Révision du système international : la France traine les pieds
Ces tensions entre Washington et Paris sont d'autant plus embarrassantes qu'elles bloquent les négociations internationales actuelles sur une mise à jour du système de traités bilatéraux dont nous parlions plus haut. Car contrairement à l'administration Obama, la Maison Blanche de Trump, ainsi que le Congrès américain sont favorables à une meilleure répartition des bénéfices des sociétés au niveau mondial, et ce pour toutes les industries. Même Google est d'accord : "il est temps de mettre en place un nouveau système international de taxation" avait écrit Karam Bhatia en juillet dernier, tout en précisant que "ce besoin de modernisation n'est pas limité au secteur de la technologie." Or c'est bien là que le bât blesse pour Bruno le Maire, qui veut limiter coute que coute les négociations au secteur du numérique, dans une tentative désespérée de protéger les revenus fiscaux français en provenance du CAC 40. Ainsi le 18 juillet au G7, il a déclaré que "si nous ne trouvons pas d'accord au niveau du G7 sur les grands principes de la taxation du digital aujourd'hui ou demain, franchement ce sera difficile d'en trouver un entre 129 pays à l'OCDE." Pourtant le Ministre de l'économie sait très bien que les discussions à l'OCDE, et même au G7, ne concernent pas que la "taxation du digital" mais tout le système international de taxation, y compris celui des produits.

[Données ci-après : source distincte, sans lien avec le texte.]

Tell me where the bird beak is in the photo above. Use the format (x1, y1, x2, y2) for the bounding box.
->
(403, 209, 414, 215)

On pourrait d'ailleurs, à ce propos, reprendre les déclarations de Mounir Mahjoubi alors qu'il était encore secrétaire d'Etat au numérique : “quand on fait plusieurs milliards d’euros de chiffre d’affaires dans un pays ce n’est pas normal d'y payer moins d’impôts qu’une PME ? Quand on fait 8 milliards d’euros de chiffre d’affaires, on ne peut pas payer quelques milliers d’euros d’impôts”, et en faire la translation à la Chine, à l'Inde, ou aux Etats-Unis, pour les bénéfices qui y sont réalisés par LVMH, Renault ou Airbus, et qui sont taxés en France. Le reste du monde est prêt à mettre à jour ce système, et le fait est que la France, tout en faisant de grands gestes et de grandes déclarations, freine des quatre fers.